Tegucigalpa.- la designada presidencial electa, María Antonieta Mejía, lanzó una serie de cuestionamientos contra el presidente del Congreso Nacional, Luis Redondo, por su resistencia a reconocer los resultados de los comicios. Mejía señaló que la actitud de Redondo, motivada por su derrota electoral en el departamento de Cortés, obstaculiza una transición “tranquila y en paz” tras la publicación del Decreto No. 58-2025 en el diario oficial La Gaceta. La designada fue enfática al declarar que el actual titular del Legislativo intenta forzar la creación de un “Congresito Nacional” sin poseer el respaldo de los votos necesarios.
La controversia escaló a un plano personal cuando Mejía sugirió, en una entrevista radial, que Redondo ha perdido el juicio y que debería someterse a una evaluación psiquiátrica. Según sus declaraciones, el funcionario se encuentra “fuera de equilibrio” y debe abandonar sus pretensiones de retener el poder para permitir que el proceso de sucesión se realice en debida forma y bajo los marcos de la legalidad. Para la designada electa, es urgente que se ceda el espacio en la presidencia del Congreso para evitar mayores crisis institucionales antes de la toma de posesión del nuevo gobierno.

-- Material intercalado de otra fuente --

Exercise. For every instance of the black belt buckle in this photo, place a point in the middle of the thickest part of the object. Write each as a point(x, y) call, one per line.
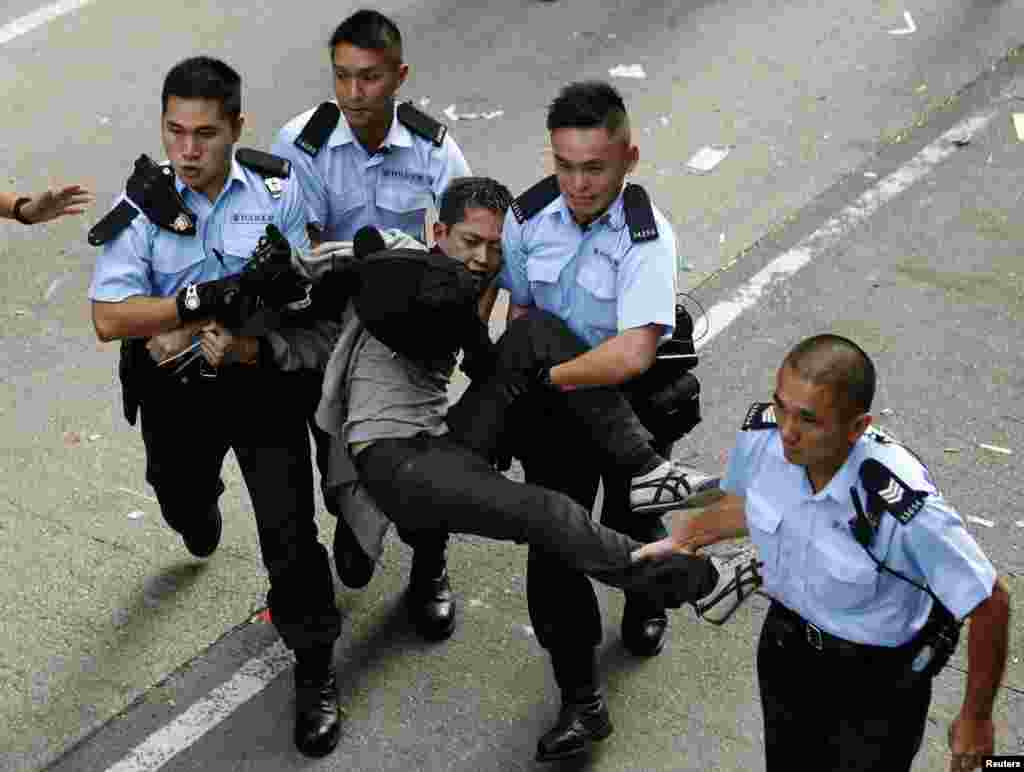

Este clima de hostilidad política en Tegucigalpa es sumamente preocupante, ya que la incertidumbre legislativa es el mayor enemigo de la inversión. La estabilidad jurídica depende directamente de una transición ordenada en el Poder Legislativo; cualquier asomo de ingobernabilidad ahuyenta el capital y paraliza la toma de decisiones económicas vitales para el país. El sector privado demanda que las figuras políticas prioricen el respeto a la voluntad popular y las leyes para asegurar que el entorno de negocios no se vea afectado por disputas de carácter personal o partidario.